1. Frontend
  2. Next.js Frontend Reference

Your project can also have backend APIs (using API Routes) which are covered in our API route reference.

Installation

$ npm install --save @propelauth/react

Set up AuthProvider

AuthProvider is the provider of a React context that manages the current user’s access token and metadata. You cannot use the other hooks without it. AuthProvider is the component that manages authentication information and all other components fetches from it.

It is recommended to put the AuthProvider component at the top level of your application, so it never unmounts.

You should place it in pages/_app.jsx or pages/_app.tsx:

import { AuthProvider } from "@propelauth/react";

const MyApp = ({ Component, pageProps }) => {
  return (
    <AuthProvider authUrl={process.env.NEXT_PUBLIC_AUTH_URL}>
      <Component {...pageProps} />
    </AuthProvider>
  );
};

export default MyApp;

RequiredAuthProvider

If your entire application requires a user to be logged in, you can instead use RequiredAuthProvider.

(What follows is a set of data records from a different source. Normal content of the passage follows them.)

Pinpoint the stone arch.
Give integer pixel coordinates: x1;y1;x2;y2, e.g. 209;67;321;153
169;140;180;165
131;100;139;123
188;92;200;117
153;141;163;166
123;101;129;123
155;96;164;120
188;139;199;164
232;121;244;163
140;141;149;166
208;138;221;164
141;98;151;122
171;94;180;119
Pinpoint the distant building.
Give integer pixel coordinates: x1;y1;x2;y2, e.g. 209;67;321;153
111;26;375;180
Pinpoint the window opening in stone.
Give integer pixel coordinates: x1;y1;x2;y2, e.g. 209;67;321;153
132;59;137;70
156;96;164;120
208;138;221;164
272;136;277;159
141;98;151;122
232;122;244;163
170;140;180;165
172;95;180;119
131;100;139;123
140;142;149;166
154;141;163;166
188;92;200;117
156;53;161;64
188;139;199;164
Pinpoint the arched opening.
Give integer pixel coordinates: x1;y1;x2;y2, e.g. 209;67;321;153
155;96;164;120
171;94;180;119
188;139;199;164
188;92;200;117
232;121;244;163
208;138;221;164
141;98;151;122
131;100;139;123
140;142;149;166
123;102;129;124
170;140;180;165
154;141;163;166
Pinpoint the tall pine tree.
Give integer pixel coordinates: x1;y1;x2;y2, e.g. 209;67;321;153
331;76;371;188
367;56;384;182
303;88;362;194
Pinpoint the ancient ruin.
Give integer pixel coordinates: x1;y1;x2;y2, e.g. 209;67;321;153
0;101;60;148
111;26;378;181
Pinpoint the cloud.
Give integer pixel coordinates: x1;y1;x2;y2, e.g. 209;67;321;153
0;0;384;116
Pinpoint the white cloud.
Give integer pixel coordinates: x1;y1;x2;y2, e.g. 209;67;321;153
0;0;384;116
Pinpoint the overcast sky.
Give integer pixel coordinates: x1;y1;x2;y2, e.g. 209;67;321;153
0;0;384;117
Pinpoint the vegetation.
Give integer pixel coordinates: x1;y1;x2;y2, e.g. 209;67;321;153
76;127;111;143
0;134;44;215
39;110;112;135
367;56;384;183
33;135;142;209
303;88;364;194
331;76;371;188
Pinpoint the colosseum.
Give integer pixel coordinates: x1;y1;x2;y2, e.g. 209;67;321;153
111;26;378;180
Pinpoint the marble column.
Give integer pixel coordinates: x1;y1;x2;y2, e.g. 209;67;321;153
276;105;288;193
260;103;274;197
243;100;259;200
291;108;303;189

import { RequiredAuthProvider, RedirectToLogin } from "@propelauth/react";

const MyApp = ({ Component, pageProps }) => {
  return (
    <RequiredAuthProvider
        authUrl={process.env.NEXT_PUBLIC_AUTH_URL}
        displayWhileLoading={<Loading />}
        displayIfLoggedOut={<RedirectToLogin />}
    >
      <Component {...pageProps} />
    </RequiredAuthProvider>
  );
};

export default MyApp;

RequiredAuthProvider has two additional props:

  1. displayWhileLoading: A React element to display while the AuthProvider is fetching auth information. Defaults to an empty element
  2. displayIfLoggedOut: A React element to display if the current user is logged out. Defaults to RedirectToLogin

Get current user information

There are three options for getting the current user’s information.

withAuthInfo

withAuthInfo wraps a component and automatically adds auth information to the props of the component.

withAuthInfo(Component, {
    // A React element to display while the AuthProvider is fetching auth information. Defaults to an empty element
    displayWhileLoading: <div>Loading...</div>,
});

The following props are injected to the underlying component:

PropDescription
accessTokenIf user is logged in, this string can be passed in and validated by your backend. Otherwise, null.
isLoggedInReturns user logged in status
orgHelperA class with useful functions for managing organizations
accessHelperA class with useful functions for accessing role and permissions (RBAC)
userIf user is logged in, this contains metadata about them. Otherwise, null

withRequiredAuthInfo

This is identical to withAuthInfo, except Component is only rendered if the user is logged in. You are guaranteed that isLoggedIn is true and the accessToken is not null.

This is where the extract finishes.